Ling Lui

A Hong Kong current affairs journalist interested in travel and addicted to text.

The emperor knows

01 2015 | Issue 1

When ministers in ancient times reported to the Chinese emperor, he would say in response, “The Emperor knows.” Who would have thought that phrase would today become a hot commodity in the creative industry?


Taipei’s National Palace Museum started selling rolls of sticky tape printed with the slogan “The Emperor Knows” in July 2013. The text is written in the official style of the Qing Emperor Kangxi. Up to this July, the museum has sold over 140,000 units of the tape. At TW$200 a box, it’s brought in TW$28 million in sales for the museum. The item ranked fifth in an award for Taiwan’s top 100 creative industries hosted by La Vie magazine.


But the museum’s best-selling item isn’t this Qing-inspired roll of tape. Instead, the best-sellers are souvenirs spawned from the crown jewel of the museum, the “jade cabbage”, including key rings, mobile phone straps, wine openers and hundreds of other items. The jade cabbage, as it’s known, is a treasure of the Qing court. It is a cabbage-shaped artefact carved from a natural block of jade, and is said to be a favourite of the Empress Dowager Cixi. According to Taiwanese media earlier this year, souvenirs based on the jade cabbage net about TW$140 million a year, or one-fifth of the total revenue of the National Palace Museum.


So what does it take for a museum to stand out in the creative industry?

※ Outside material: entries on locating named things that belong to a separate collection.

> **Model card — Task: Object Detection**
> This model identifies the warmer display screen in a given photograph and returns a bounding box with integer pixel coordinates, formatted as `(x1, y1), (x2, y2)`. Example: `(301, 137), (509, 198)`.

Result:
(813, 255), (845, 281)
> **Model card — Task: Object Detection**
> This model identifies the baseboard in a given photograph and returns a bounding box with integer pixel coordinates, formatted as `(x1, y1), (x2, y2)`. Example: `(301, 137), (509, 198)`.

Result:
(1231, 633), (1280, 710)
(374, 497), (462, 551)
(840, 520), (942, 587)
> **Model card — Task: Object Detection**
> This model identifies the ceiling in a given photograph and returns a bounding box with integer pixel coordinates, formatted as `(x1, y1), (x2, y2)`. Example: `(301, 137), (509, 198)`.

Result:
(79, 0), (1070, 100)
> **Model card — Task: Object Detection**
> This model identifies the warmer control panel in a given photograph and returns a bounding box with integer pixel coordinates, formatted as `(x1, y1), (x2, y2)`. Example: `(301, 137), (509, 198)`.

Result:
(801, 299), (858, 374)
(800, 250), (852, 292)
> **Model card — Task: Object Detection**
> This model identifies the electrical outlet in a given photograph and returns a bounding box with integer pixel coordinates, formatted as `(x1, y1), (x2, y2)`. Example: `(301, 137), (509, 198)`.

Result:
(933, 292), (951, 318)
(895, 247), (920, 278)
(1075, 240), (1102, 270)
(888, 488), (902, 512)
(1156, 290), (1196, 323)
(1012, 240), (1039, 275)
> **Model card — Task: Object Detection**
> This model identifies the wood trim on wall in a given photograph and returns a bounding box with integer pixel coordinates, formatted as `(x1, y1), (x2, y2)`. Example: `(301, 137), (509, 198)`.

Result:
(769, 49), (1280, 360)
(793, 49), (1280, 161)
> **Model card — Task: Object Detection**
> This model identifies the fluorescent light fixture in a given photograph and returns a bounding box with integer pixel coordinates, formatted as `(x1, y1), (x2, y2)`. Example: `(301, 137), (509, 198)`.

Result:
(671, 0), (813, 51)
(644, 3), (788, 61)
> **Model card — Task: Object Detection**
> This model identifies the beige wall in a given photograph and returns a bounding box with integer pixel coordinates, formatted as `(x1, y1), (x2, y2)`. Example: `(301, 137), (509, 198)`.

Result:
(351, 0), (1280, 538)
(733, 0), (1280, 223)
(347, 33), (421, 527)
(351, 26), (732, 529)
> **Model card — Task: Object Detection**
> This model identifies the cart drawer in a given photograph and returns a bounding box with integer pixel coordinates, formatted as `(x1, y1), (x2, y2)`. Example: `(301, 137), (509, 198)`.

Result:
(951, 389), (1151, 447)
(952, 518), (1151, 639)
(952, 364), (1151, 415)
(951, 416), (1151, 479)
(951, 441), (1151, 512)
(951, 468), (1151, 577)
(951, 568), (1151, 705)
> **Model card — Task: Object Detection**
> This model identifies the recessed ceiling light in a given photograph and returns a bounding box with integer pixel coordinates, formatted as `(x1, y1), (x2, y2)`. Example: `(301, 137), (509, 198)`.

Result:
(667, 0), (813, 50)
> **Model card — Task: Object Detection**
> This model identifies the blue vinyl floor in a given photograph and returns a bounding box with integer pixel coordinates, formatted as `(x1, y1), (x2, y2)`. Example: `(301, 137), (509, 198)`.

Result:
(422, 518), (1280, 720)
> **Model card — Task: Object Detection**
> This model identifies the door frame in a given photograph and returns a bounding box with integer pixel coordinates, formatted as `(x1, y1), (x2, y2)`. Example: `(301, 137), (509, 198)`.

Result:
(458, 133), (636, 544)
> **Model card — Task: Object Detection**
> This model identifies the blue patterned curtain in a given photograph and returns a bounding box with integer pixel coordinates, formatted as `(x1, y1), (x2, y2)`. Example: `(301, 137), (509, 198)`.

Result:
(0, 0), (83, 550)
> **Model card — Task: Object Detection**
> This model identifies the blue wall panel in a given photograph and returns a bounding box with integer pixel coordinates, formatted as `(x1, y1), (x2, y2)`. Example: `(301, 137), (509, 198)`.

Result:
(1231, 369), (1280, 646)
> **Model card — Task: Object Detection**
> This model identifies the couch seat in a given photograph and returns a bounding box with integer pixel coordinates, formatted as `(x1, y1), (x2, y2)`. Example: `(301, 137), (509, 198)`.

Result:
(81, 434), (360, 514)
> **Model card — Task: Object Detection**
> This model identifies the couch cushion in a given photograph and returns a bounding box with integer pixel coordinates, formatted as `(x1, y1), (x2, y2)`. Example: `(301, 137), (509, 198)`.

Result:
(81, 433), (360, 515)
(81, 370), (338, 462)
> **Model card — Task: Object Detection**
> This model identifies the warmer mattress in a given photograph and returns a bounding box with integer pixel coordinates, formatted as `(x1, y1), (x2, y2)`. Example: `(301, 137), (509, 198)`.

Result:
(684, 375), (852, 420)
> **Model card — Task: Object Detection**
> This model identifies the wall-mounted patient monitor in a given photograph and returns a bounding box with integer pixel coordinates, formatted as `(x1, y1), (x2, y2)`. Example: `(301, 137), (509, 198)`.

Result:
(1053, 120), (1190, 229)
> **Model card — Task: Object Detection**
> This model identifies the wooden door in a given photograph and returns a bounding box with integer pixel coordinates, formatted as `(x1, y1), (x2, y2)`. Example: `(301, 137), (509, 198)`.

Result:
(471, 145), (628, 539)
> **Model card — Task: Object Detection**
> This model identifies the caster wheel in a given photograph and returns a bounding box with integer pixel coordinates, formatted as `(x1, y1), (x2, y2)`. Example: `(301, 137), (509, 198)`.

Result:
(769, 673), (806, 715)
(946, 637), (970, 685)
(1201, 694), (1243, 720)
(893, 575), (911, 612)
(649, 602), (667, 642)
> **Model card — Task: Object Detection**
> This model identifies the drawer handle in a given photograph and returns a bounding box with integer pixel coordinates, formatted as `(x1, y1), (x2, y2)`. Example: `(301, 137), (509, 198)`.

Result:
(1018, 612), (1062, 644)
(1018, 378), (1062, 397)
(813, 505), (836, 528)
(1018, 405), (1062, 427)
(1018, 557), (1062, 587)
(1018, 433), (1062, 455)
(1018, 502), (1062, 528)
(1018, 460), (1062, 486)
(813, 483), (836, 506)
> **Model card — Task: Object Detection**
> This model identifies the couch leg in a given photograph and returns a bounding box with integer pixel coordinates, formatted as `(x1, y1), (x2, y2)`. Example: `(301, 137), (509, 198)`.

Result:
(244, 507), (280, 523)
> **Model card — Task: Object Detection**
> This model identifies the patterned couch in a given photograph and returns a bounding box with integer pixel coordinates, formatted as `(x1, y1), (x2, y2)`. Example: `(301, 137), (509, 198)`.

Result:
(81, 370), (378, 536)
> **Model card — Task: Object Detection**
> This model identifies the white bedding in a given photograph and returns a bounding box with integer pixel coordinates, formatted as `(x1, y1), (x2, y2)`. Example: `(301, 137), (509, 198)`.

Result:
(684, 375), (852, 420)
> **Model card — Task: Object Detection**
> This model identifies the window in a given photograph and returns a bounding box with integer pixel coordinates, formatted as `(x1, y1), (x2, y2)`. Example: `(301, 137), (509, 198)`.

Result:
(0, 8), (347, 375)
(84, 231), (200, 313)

In fact, the museum started off only with printing postcards and replicating artefacts until 1983 when Chinese scholar Chin Hsiao-yi became director of the museum. Chin was an advisor to both Taiwanese presidents Chiang Kai-shek and Chiang Ching-kuo, and was an expert in Confucian classics. Upon his appointment, he vowed to at once preserve the museum’s history while modernising it, and to combine the arts with everyday life, setting the museum on a new path in the creative industry.


On the one hand, this increases revenue for the museum, and on the other it allows visitors to bring back a piece of the museum home with them and spread the message of art. Many licensed manufacturers of souvenirs for the museum have also blossomed into small or medium businesses, expanding their operations to mainland China.


Furthermore, the National Palace Museum is also publishing monthly and quarterly magazines to educate people further about its events and exhibitions.


To enter overseas markets, the museum has also teamed up with well-known brands, producing a Qing Dynasty-themed homeware collection with Italy’s Alessi, for example, as well as a line of ceramics decorated with Chinese paintings in collaboration with Taiwan’s Franz Collection.


It’s inevitable that the museum’s products would attract counterfeiters in mainland China, who sell these items online on places like Taobao. At first, the museum only planned to deal with the matter through the mechanism of cross-strait discussions. It later established an intellectual property protection task force, employing legal professionals to investigate these counterfeit incidents to hold those responsible accountable even on the mainland. The National Palace Museum rightly decided to get into the creative industry, but it also underscores that the museum needs to respond to global trends and keep up with the times.